SOSA, Senior Justice and RANSOM, J., concur.

SCARBOROUGH, C.J., and STOWERS, J., dissent.

STOWERS, Justice (Dissenting).

I disagree with the majority opinion's conclusion that "the retitling of the vehicle was an improper attempt by the State to remove the res from the control of the trial court." The law clearly indicates that the execution on the judgment and removal of the res from the control of the court is not improper.

In conducting this forfeiture proceeding, the district court exercised in rem jurisdiction and the 1986 Volvo automobile was the res. See United States v. One Lear Jet Aircraft, 836 F.2d 1571, 1576-77 (11th Cir.1988). The power of the court derived entirely from its control over the res. Release or removal of the res from the control of the court ended the jurisdiction of the court, in accordance with this general rule. See United States v. $57,480.05 United States Currency and Other Coins, 772 F.2d 1457, 1458 (9th Cir.1984); American Bank of Wage Claims v. Registry of the District Court of Guam, 431 F.2d 1215, 1219 (9th Cir.1970). The only exception to this rule occurs when the res is released accidently, fraudulently or improperly. United States v. $2,490.00 in United States Currency, 825 F.2d 1419, 1420 (9th Cir.1987); United States v. $79,000 in United States Currency, 801 F.2d 738, 739 (5th Cir.1986). The release of the res without informing the claimant about the execution on the judgment does not render the release improper. See $2,490 in United States Currency, 825 F.2d at 1420; $79,000 in United States Currency, 801 F.2d at 740; $57,480.05 United States Currency and Other Coins, 722 F.2d at 1458. Thus, the state's action in the present case in retitling the vehicle should not be characterized as improper. Nor does the failure to notify Devlin of the execution on the judgment render the release improper. See $79,000 in United States Currency, 801 F.2d at 740. There is no requirement of notification.

Instead, it was incumbent upon Devlin, the claimant, to timely obtain a stay of the district court's judgment to preserve jurisdiction *920 for an appeal. See $57,480.05 United States Currency and Other Coins, 722 F.2d at 1458. This he failed to do. The state's action in executing on the judgment removed the subject matter of the lawsuit from the control of the district court. That action destroyed the district court's jurisdiction and ended any appellate jurisdiction. As a consequence neither this court nor the district court has the power to grant the relief that the claimant seeks.

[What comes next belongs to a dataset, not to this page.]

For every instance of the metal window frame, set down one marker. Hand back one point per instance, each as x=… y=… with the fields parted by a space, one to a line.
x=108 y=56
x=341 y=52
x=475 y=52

Those cases cited in the majority opinion for the proposition that in personam jurisdiction may exist concurrently with in rem jurisdiction in forfeiture actions rely for in personam jurisdiction on either a statute, United States v. Wingfield, 822 F.2d 1466 (10th Cir.1987), or consent by a party, Trans-Asiatic Oil Ltd., S.A. v. Apex Oil Co., 804 F.2d 773 (1st Cir.1986); Farwest Steel Corp. v. Barge Sea-Span 241, 769 F.2d 620 (9th Cir.1985), or a substitute basis for the lawsuit, United States v. An Article of Drug Consisting of 4,680 Pails, 725 F.2d 976 (5th Cir.1984). In Wingfield, the court of appeals averred that Section 7426 of the Internal Revenue Code, granted the federal district court jurisdiction to order the Government to return the seized property or its equivalent, i.e., a money judgment. And the court concluded that because the district court had the power to order restitution by payment of an equivalent value, jurisdiction of the court had not been destroyed by release of the property to the Government. Wingfield, 822 F.2d at 1471-72. Likewise, in An Article of Drug Consisting of 4,680 Pails, the court concluded that jurisdiction existed because the action was really one for declaratory judgment.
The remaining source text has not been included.